Lesson learned? Not quite. Blame it on brain fog… I was completely healed from the break but having an exhausting, frustrating, and in general off day. This time, I wasn’t actually vacuuming though. The vacuum had been left where I last used it, in our bedroom. It wasn’t neatly put away. It was disassembled from using various attachments, the cord was in a jumble around it on the floor. Yes, I am this messy… Again, without thinking, I’d gone to adjust my blinds so I could take a nap. In order to do so, I intertwined my feet all up in that vacuum cord (again, why?). I’m in the middle of this mess when the phone rings. Brain fog, short attention span, I don’t know what I was thinking! I’m realizing, I don’t appear to do a lot of thinking… I totally forgot my feet were in the tangled cord and just turned to ‘walk’ over and answer the phone. Down I go but this was so scary because this time, I was hyper aware I am going down! Oh, the pain was insane! I tell you, I apparently do things with/to my poor feet, I’m told happen to maybe 2% of the population. This time, 1 break (5th Metataursal/Pinkie Toe) and 4 hyper-flexion sprains of my toes (sprains hurt much worse, I think).  I’ve had enough with falling…

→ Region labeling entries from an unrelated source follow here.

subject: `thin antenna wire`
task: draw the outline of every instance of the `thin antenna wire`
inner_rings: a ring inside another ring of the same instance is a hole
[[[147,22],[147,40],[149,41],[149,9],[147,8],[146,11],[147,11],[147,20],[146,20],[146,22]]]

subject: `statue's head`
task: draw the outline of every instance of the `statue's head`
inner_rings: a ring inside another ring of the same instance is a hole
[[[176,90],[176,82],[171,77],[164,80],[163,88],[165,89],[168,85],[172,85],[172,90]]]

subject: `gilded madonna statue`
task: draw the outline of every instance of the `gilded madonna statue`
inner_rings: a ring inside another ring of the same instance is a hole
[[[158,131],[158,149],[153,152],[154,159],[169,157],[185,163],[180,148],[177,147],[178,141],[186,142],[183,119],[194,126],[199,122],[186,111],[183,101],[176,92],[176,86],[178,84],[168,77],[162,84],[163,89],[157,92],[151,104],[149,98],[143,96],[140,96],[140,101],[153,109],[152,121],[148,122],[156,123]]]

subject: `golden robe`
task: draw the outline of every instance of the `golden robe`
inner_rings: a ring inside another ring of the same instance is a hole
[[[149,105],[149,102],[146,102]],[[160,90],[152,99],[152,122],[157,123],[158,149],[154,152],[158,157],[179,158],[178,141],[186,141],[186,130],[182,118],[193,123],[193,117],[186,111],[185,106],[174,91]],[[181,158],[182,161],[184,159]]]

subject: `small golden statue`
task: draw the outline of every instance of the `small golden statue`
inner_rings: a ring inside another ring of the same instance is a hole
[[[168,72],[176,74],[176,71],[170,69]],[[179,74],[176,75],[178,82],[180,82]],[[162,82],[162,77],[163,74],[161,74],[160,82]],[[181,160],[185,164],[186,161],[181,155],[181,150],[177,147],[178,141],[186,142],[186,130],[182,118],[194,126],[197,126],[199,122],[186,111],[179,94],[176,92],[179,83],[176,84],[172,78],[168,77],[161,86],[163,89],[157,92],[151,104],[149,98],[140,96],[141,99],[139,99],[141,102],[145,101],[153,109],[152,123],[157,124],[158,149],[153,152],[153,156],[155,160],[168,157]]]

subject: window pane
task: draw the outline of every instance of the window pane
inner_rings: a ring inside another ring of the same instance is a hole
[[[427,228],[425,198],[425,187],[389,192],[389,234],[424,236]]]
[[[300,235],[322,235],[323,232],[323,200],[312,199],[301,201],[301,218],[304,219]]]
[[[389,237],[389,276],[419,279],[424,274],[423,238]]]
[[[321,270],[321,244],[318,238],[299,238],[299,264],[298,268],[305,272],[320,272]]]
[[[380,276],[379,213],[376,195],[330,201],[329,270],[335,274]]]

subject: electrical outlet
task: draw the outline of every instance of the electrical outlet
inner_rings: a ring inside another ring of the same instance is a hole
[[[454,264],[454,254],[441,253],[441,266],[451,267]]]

But am I ‘ready’ to use a walker? No, I’m not quite there. A recommendation will soon be coming I’m sure, as ‘I can’t fall anymore’, this from my doctor who also just let me know my osteoporosis has progressed. After much research (and procrastination), I’ve finally decided to take the medication for it, which is still scary. A medication given by injection that lasts 6 months! I’ve mulled it over for two years when he first recommended it. “No, I’m going to start walking”, I said with conviction. Yeah, yeah, yeah! How are you going to walk on broken feet or when I’m dizzy or when… Change of some sort is coming soon. The closer it gets to Mike’s retiring, I know I don’t want this to be our ‘golden years’! It’s time for some major changes!

I believe we all need a ‘reset’ button of some kind, periodically. I’ve had plenty of time while healing broken bones for this reset. I’m healed now and ready to start my Summer Herb garden again, something that fell by the wayside a few Summer’s ago. I find working with a garden very therapeutic, also. More to come on my garden to come!